When we finally stopped, there was a horrible noise coming from the truck and the sound of me really, truly screaming for the first time in my life. After a moment, my mindless screaming switched to, “Get Aeryn, get Aeryn, get Aeryn!” even though that’s exactly what my husband was already doing. My daughter was screaming in the back seat, so I at least knew she was alive. My dogs I was less certain about.
The clock had just barely shifted to a new day, July 5th, when we were hit by a young man who had fallen asleep at the wheel. The “we” included my husband, myself, our 4.5 month old daughter, and our three dogs. We were driving the back roads through VT from my parent’s house in NH as we had done many times. We were in our family vehicle of the last 8 years – a 2008 Ford F-150. The young man was in a Toyota Yaris. He came very close to never waking up that night. When I realized he was heading straight at us, I remember slamming on the breaks and trying to swerve to the right. There was a guardrail there that helped flip us on our side, but I had swerved just enough to keep it from being a head on collision. Instead, his vehicle ran the length of ours and spun off to the other side of the road.
The story has much more to it, including crashing in the middle of a no cell service zone, losing two of our dogs in the dark of midnight and finding them again, trying to get ahold of family who didn’t know where we were exactly, the people who helped and the ones who didn’t, and a long night in the ER. The most amazing part of it all though is that my daughter came out of it perfectly healthy and calm. While my husband was being treated for a horrible laceration where his arm dragged along the ground and they were trying to determine just how many bones were broken in my foot, my daughter spent her time charming the ER nurses and eating and napping like nothing out of the ordinary had happened.

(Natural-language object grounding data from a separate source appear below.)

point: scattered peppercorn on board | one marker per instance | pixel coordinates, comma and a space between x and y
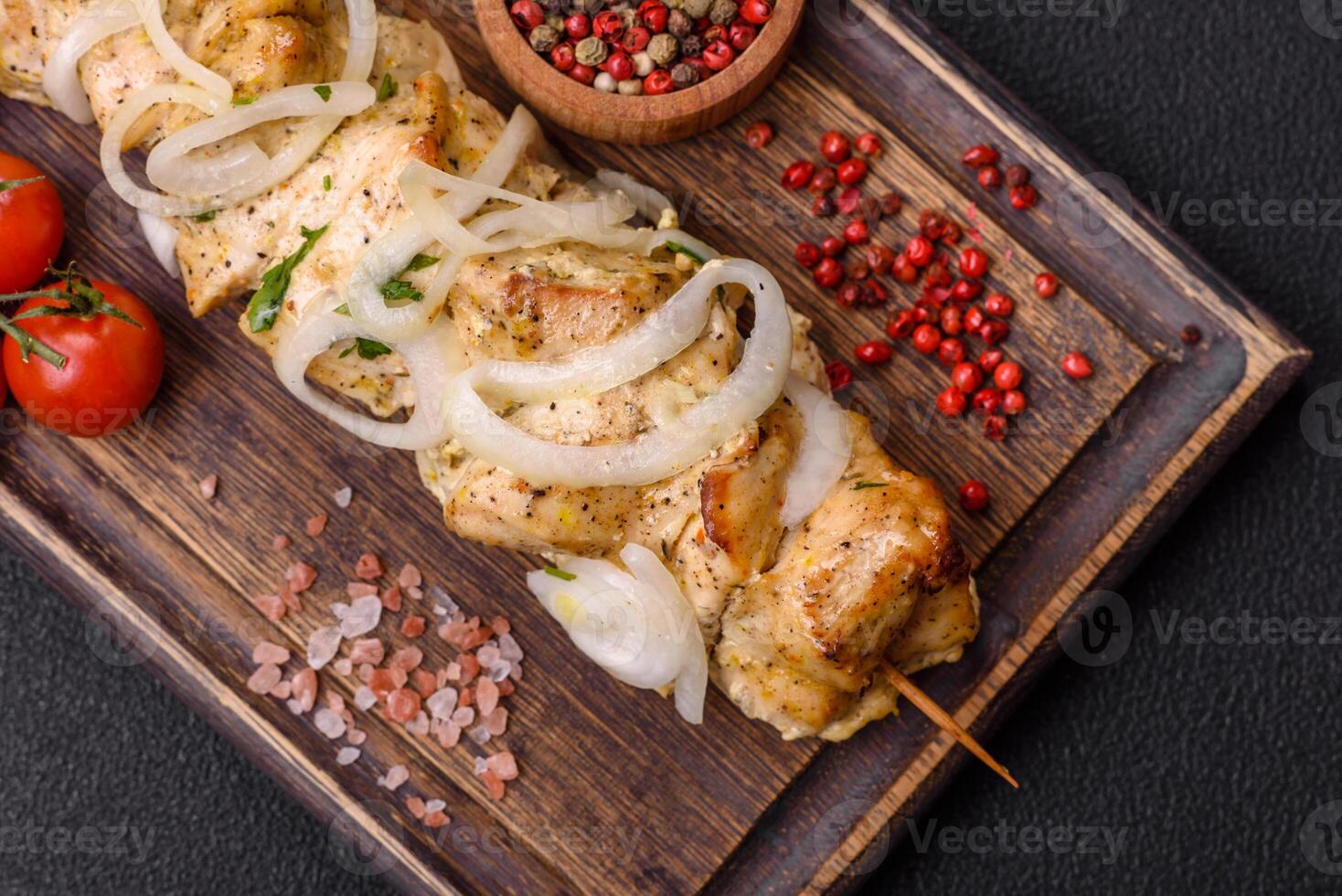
616, 795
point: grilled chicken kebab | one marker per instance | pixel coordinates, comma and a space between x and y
409, 249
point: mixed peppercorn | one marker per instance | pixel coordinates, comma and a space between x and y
653, 48
954, 304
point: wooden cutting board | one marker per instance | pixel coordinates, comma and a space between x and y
616, 795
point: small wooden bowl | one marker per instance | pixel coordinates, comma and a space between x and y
636, 120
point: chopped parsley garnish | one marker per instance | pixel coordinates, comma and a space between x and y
401, 290
264, 304
686, 251
8, 186
421, 261
367, 349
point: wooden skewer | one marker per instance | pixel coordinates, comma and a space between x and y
929, 707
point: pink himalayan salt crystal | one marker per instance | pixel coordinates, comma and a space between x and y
208, 485
304, 689
504, 764
329, 723
410, 577
367, 649
267, 652
263, 679
301, 577
367, 568
486, 697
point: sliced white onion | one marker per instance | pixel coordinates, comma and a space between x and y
114, 137
634, 624
823, 453
663, 451
152, 16
244, 171
432, 359
653, 206
392, 254
163, 241
656, 338
60, 75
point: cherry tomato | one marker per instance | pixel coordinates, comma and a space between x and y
112, 373
31, 224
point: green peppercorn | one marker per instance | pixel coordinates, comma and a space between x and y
722, 12
591, 51
679, 25
662, 48
685, 75
544, 37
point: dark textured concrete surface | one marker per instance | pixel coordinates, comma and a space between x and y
1205, 760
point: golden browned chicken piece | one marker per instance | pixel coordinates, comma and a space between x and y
796, 621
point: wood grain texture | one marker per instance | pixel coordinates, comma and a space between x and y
636, 120
618, 795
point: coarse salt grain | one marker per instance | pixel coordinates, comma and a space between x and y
208, 485
395, 777
504, 763
267, 652
442, 703
410, 577
323, 645
363, 617
263, 679
329, 723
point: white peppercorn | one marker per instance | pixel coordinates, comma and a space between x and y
722, 12
662, 48
685, 75
679, 25
591, 51
544, 37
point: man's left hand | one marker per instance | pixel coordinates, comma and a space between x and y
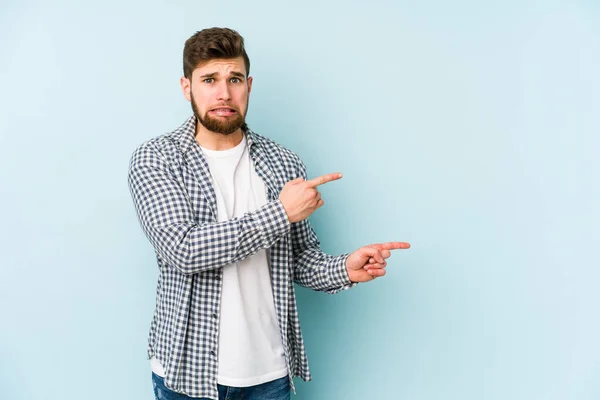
368, 262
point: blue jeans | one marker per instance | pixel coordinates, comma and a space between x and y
278, 389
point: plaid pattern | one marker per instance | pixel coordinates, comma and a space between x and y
172, 191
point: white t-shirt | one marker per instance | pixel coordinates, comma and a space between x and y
250, 347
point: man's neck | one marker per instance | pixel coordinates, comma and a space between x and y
217, 141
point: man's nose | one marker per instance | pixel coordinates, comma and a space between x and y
223, 91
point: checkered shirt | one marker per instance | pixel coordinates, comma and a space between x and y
173, 195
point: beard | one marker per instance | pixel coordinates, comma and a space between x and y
225, 126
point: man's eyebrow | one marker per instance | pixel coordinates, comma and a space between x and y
213, 74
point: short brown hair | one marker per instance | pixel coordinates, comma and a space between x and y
212, 43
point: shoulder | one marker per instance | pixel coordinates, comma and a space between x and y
162, 149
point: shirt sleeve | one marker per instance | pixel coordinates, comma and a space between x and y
167, 219
313, 268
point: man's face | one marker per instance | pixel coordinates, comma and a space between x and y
219, 93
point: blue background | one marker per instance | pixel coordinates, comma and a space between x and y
470, 129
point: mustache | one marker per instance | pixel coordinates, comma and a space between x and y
225, 106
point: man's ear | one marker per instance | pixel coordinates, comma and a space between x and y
186, 87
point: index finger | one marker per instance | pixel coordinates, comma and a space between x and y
390, 245
324, 179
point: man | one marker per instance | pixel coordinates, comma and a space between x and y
227, 213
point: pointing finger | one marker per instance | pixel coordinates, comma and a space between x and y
390, 245
324, 179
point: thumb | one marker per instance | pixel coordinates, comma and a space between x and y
369, 252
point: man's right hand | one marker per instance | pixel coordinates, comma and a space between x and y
301, 198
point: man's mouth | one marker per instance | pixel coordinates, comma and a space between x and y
223, 111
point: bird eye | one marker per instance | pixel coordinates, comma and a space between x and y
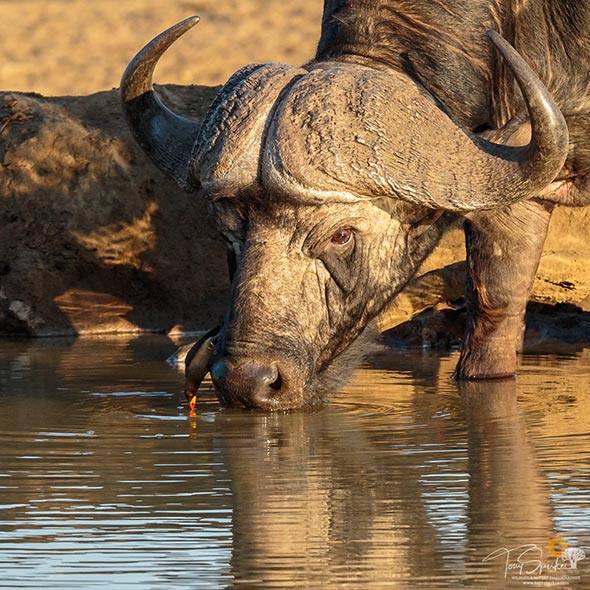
342, 237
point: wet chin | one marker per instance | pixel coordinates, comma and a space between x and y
314, 390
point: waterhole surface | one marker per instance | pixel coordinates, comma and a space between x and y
406, 479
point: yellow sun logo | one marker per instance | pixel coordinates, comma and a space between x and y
556, 546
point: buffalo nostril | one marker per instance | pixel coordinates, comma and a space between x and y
270, 376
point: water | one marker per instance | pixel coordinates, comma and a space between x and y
404, 480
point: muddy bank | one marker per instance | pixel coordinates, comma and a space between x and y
94, 239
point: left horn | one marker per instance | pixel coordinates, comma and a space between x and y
167, 138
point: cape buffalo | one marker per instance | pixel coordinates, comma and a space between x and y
332, 181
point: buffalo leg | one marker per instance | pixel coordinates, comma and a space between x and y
504, 248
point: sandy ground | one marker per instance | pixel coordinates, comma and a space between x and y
62, 47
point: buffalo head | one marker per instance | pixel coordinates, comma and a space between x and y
330, 184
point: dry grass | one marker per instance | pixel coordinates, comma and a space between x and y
60, 47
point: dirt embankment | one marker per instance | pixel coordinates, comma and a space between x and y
94, 239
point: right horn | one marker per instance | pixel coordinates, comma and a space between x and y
167, 138
534, 166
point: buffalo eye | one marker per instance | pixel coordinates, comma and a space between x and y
342, 237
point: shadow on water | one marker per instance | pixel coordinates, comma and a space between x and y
406, 479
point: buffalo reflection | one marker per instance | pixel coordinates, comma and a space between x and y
337, 495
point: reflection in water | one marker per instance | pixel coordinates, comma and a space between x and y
406, 479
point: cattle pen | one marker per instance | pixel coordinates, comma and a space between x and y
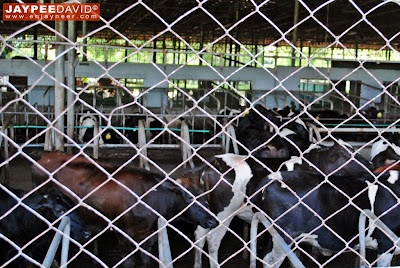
229, 133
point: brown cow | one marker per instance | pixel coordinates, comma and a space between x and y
114, 195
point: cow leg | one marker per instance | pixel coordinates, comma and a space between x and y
200, 237
384, 260
214, 239
275, 258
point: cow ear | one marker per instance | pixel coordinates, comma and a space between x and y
333, 158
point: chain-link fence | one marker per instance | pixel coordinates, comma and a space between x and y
267, 130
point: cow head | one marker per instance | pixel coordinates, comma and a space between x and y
198, 211
384, 153
344, 161
53, 205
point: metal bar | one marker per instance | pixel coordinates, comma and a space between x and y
96, 131
59, 91
258, 217
358, 129
56, 241
142, 145
71, 81
361, 230
186, 147
164, 250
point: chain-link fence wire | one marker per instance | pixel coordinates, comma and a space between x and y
169, 174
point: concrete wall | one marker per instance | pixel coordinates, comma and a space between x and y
41, 73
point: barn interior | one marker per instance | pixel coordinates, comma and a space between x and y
178, 76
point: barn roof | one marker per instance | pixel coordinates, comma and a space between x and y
361, 23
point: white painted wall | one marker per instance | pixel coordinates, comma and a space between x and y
156, 76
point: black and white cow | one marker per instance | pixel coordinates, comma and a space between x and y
324, 211
384, 153
26, 226
230, 179
87, 122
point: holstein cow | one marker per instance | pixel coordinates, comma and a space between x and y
324, 211
130, 199
28, 225
384, 153
295, 135
87, 122
230, 179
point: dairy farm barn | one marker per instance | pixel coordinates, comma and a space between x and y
201, 134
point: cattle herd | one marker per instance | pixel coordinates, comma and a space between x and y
313, 194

The ER doctor that evening said that, in his 30 years of practice, he had never seen a child who was properly strapped into their car seat receive any serious injury. Somehow in my head, even though I knew car seats were meant to protect infants and children, I still thought they could get hurt, just not as badly. Looking between the battered mess that was my husband and I, and my perfectly unharmed baby, made me more of a believer in car seat safety than ever. What I would have given to be rear facing in a car seat that night!
We chose to have Ilissa, owner of Binx, inspect our car seat installation prior to our daughter’s birth because she is a child passenger safety technician (CPST). Even though we did almost everything correctly, Ilissa still taught us how to get the tightest installation, where in our vehicle was the safest spot for the car seat, and basic dos and don’ts of using an infant car seat outside of a vehicle. No matter whether it is your first child or your fifth, I would recommend that everyone have their car seat installation checked for all of their passengers by a CPST and receive instructions on how to properly use and fasten it. To prevent incorrect information, it is vital to make sure the person checking your car seat is a CPST, which not everyone at a fire station or every nurse is. Because of Ilissa’s instruction, I checked my daughter’s chest clip position and the tightness of her straps religiously. The day after the crash, we purchased another seat and immediately scheduled another check since it was a different seat than our first and a completely different vehicle.

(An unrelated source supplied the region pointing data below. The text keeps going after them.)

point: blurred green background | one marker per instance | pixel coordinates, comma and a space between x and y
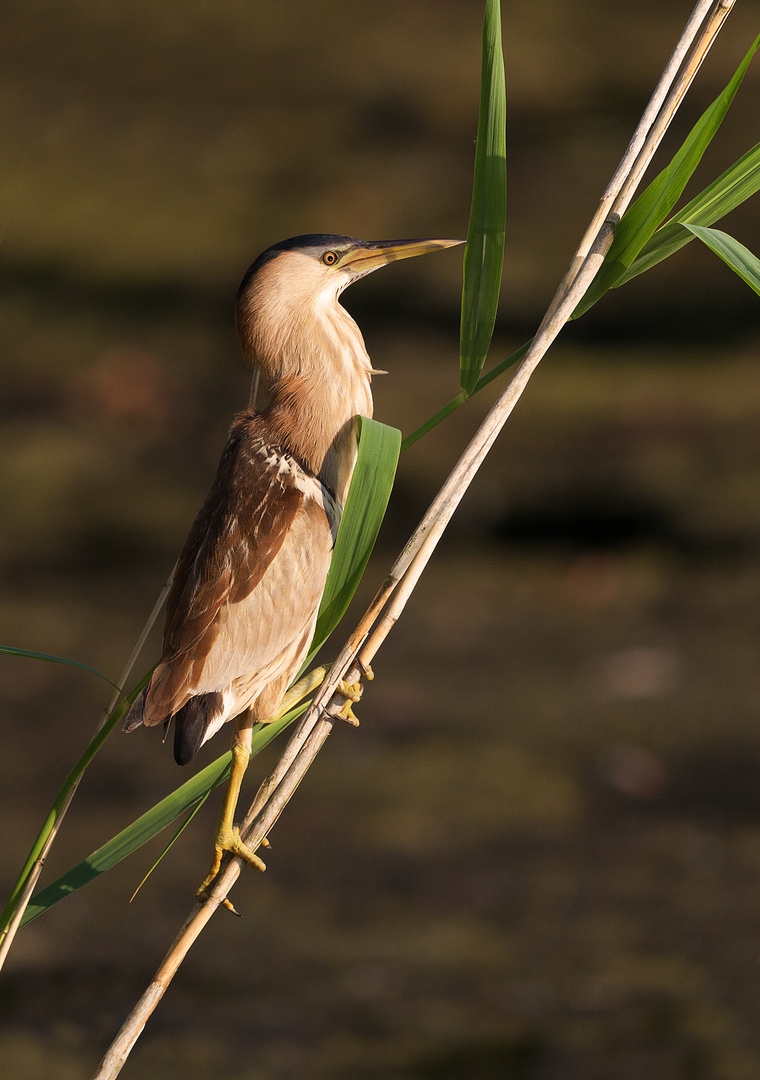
539, 856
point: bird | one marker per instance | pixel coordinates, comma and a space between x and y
245, 592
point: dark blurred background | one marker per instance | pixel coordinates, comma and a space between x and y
540, 854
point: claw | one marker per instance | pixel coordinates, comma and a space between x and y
352, 692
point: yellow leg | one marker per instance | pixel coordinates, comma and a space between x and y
227, 836
301, 689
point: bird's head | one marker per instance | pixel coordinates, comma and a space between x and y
294, 280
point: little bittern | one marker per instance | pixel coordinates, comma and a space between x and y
243, 604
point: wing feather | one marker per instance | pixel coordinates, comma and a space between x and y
259, 536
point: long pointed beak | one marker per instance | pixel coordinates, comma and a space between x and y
379, 253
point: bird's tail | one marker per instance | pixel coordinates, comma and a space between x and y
191, 724
191, 721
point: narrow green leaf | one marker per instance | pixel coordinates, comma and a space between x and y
151, 823
485, 250
365, 507
737, 184
460, 399
60, 799
11, 651
735, 255
175, 836
653, 205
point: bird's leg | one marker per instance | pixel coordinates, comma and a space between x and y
227, 836
300, 690
352, 692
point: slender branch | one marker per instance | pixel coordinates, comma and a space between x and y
362, 646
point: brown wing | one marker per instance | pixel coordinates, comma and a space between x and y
236, 535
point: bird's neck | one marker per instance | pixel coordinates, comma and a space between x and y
321, 383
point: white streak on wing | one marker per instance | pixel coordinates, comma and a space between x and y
261, 638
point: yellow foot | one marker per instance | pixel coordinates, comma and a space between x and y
352, 692
227, 840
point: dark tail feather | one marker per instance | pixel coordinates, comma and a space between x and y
134, 717
190, 725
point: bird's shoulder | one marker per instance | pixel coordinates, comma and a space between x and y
258, 490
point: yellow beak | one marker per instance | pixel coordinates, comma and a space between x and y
378, 253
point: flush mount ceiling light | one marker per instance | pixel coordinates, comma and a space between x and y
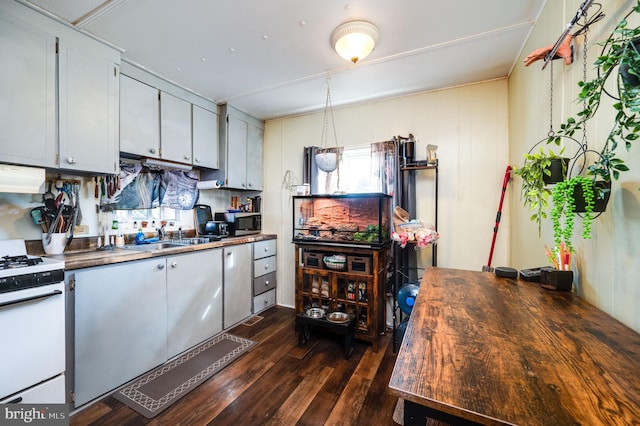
354, 40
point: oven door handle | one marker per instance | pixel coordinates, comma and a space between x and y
28, 299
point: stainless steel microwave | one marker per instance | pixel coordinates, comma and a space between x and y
241, 223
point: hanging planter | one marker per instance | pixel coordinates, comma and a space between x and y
601, 192
327, 158
631, 62
557, 170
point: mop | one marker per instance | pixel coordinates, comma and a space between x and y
507, 175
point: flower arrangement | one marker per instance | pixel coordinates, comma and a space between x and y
415, 231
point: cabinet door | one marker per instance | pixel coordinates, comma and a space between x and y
255, 136
194, 299
237, 284
175, 128
205, 137
27, 93
88, 103
120, 324
139, 118
236, 153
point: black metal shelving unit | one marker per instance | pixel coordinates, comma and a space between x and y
406, 268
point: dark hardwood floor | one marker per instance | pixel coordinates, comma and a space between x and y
278, 383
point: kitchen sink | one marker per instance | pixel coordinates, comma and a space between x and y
154, 246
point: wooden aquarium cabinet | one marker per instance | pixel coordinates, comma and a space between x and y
356, 287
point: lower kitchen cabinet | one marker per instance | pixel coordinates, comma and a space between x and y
264, 275
237, 284
194, 299
120, 324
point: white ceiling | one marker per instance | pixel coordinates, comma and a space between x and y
272, 58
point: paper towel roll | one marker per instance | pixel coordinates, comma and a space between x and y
209, 184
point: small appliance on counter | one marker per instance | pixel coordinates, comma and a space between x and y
239, 223
205, 225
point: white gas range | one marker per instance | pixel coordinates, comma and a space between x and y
32, 326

I also wanted to note that all three of our dogs escaped the car accident with no injuries, and I firmly believe that this is because all of them were using dog seat belts to attach them to the locked seat belts of our truck. We had been using them for five years, at first to keep them from bothering us while we drove which was enough of a danger, and then because we did not want them to become projectiles themselves ever. In our case, had they not been seat-belted in, I have no doubt that one or all of them would have been killed as they were projected through the vehicle and through the windshield or out of shattered windows or worse yet, on top of our daughter in her car seat.
You never think that the next car ride you take could be the one that ends in an accident that changes everything. It was the last thing on my mind as I was driving that night. My daughter is alive because we chose to pay attention to strict car seat safety for every car ride. It makes me sad to see any little ones who have even small mistakes in their car seat safety, not because I know so much more, but because I know how much it can matter. Get your installation checked, know where to ask questions, learn where the chest clip goes and what the pinch test is, read your manual, and never be ashamed to ask for help.
Thank you so much to Lyndsi for sharing her family’s story. Please make sure to get your child’s seat checked for a proper installation and to make sure you’re using it properly! Also know that after an accident you need to get a new car seat. There can be damage that can’t be seen and that would be a problem if you were in another accident!